Nau mai, haere mai, whakatau mai ki te matapihi tirohanga o te Te Aakitai Whenua
Te Aakitai Tangata, ara “Kei Taamaki te Rua o Te Waiohua”
Whakatauki
Kia kotahi tatou i raro i te Kiingitanga. Ki te whai atu nga rongo pai mo tatou Uri whakatupu.
Te Kaahu Pokere o Tamaki Makaurau e kore i ngaro i te hinapouri
The Black hawk of Taamaki will never disappear into the darkness.
Mission
Ko te mea nui i tenei ao? He tangata.

Taonga Tuturu Maori Land Court Decision

Please find attached the final decision of the Maori Land Court in April 2013 determining Te Ākitai Waiohua as the traditional owners of 192 Taonga Tūturu found at Auckland Airport. 

This case involved a large number of koiwi (human remains) and ancient taonga tūturu found in 2008 and 2009 at Auckland International Airport Limited (AIAL) in Mangere, at an Airport runway development site. After they were unearthed, AIAL stored the artefacts in a container for over 18 months, although normal practice requires such koiwi and taonga to be reburied.  

Disagreement on what should happen caused delays and aggravated the problem.
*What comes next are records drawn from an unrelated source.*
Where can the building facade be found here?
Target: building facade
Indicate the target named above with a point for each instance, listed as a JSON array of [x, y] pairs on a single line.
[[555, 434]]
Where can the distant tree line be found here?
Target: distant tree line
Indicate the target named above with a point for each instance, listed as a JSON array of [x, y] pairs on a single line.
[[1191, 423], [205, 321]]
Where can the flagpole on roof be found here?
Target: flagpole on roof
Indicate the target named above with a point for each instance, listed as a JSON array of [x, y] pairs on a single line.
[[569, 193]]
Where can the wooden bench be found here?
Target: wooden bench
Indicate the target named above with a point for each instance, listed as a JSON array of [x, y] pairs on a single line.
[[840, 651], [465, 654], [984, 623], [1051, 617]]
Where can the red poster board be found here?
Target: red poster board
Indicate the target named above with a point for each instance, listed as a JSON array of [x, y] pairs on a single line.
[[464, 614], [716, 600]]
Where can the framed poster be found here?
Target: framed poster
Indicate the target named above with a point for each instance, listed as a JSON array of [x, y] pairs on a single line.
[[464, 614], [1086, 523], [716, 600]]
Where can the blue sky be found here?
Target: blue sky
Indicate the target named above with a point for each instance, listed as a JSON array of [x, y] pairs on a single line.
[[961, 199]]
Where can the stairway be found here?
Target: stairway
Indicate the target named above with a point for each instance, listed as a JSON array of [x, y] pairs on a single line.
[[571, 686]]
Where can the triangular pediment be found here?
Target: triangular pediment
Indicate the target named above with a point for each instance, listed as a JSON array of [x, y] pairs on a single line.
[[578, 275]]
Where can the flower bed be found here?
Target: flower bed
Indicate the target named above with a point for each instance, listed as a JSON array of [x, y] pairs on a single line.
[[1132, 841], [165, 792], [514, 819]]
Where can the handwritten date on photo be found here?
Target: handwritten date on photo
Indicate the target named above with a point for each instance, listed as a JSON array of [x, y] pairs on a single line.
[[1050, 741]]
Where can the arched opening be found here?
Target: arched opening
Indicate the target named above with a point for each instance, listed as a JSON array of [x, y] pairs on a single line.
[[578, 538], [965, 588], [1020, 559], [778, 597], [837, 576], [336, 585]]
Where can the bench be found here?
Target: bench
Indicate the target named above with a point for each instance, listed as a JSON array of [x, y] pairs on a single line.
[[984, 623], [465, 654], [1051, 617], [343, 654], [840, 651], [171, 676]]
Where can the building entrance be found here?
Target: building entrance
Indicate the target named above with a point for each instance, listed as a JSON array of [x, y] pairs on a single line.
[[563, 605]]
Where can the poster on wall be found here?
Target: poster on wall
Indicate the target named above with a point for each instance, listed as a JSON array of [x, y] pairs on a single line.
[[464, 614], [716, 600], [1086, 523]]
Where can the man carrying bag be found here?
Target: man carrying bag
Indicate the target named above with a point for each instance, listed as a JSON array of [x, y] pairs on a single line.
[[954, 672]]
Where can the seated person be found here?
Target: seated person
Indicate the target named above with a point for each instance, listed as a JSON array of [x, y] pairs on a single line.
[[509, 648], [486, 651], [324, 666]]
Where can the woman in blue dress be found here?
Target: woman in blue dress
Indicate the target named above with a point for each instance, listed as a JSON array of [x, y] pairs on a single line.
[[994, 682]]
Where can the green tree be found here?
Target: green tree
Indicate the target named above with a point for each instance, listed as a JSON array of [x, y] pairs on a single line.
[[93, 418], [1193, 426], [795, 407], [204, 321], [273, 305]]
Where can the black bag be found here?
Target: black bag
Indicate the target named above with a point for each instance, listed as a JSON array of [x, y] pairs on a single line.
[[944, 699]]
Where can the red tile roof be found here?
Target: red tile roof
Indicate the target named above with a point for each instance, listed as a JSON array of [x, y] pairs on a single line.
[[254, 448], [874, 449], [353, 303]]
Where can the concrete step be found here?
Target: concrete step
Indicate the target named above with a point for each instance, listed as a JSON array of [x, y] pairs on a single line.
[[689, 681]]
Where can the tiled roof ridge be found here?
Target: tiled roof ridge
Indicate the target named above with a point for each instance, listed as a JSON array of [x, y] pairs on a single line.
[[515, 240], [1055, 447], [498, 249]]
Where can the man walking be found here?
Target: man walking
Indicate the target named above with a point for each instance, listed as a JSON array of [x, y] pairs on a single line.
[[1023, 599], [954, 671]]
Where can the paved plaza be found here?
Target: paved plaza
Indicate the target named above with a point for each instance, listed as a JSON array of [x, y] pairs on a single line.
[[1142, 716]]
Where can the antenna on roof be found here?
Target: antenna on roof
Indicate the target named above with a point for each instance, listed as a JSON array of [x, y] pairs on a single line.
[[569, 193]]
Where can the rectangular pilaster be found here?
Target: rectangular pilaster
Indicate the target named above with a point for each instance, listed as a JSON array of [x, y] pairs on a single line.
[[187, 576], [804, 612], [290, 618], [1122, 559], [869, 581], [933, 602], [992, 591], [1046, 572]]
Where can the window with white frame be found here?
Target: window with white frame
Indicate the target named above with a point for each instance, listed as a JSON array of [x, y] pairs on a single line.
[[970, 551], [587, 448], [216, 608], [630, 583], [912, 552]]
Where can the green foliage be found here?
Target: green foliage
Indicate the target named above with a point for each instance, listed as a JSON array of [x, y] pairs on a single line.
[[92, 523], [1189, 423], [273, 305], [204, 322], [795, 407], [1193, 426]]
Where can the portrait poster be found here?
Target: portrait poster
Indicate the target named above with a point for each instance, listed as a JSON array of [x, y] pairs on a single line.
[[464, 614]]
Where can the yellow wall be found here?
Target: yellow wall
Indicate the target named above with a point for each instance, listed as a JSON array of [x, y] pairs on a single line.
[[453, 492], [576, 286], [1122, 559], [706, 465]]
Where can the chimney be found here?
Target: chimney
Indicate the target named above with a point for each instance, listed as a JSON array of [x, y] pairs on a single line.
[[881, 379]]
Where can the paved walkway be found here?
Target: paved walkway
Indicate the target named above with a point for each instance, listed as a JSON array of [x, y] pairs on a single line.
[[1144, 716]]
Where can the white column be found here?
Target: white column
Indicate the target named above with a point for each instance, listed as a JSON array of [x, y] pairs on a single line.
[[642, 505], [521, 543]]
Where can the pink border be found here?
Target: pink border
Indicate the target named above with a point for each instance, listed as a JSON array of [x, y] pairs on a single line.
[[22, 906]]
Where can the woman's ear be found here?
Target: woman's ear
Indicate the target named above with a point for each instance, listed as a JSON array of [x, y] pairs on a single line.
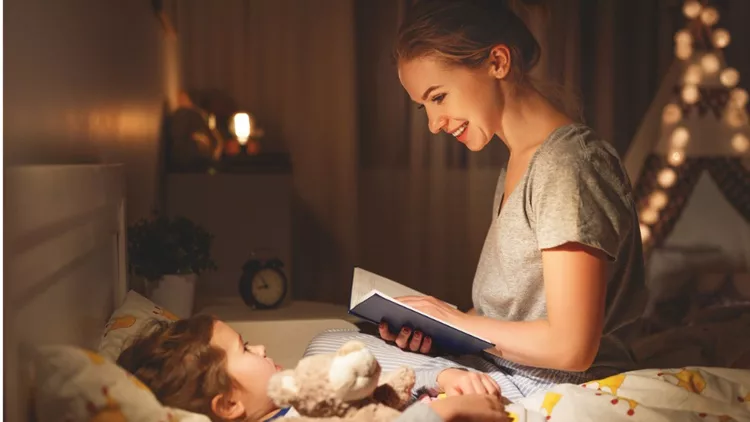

These issues made the newspapers at the time (to read the article please click here and here). 

The 192 taonga tuturu were dated by archaeologists as being from the time period 1620AD to 1870AD, which made the finding of regional if not national significance. The Ministry for Culture and Heritage became involved, as it is assumed under the Protected Objects Act 1975 that any taonga tūturu found are owned by the Crown, until the Maori Land Court determines the traditional owners. 

To ensure we were able to have the final say on what happened to the taonga tūturu, Te Ākitai Waiohua were required to prove before the Maori Land Court, traditional ownership over the taonga in our rohe through the 1600-1870AD period. After submitting our briefs of evidence, Judge Stephanie Milroy accepted the position of Te Ākitai Waiohua at a Court sitting on 20 April 2013. 

This is an important legal decision for Te Ākitai Waiohua because not only does it allow us to retain control over our important taonga, but it reaffirms the status of Te Ākitai Waiohua in the region.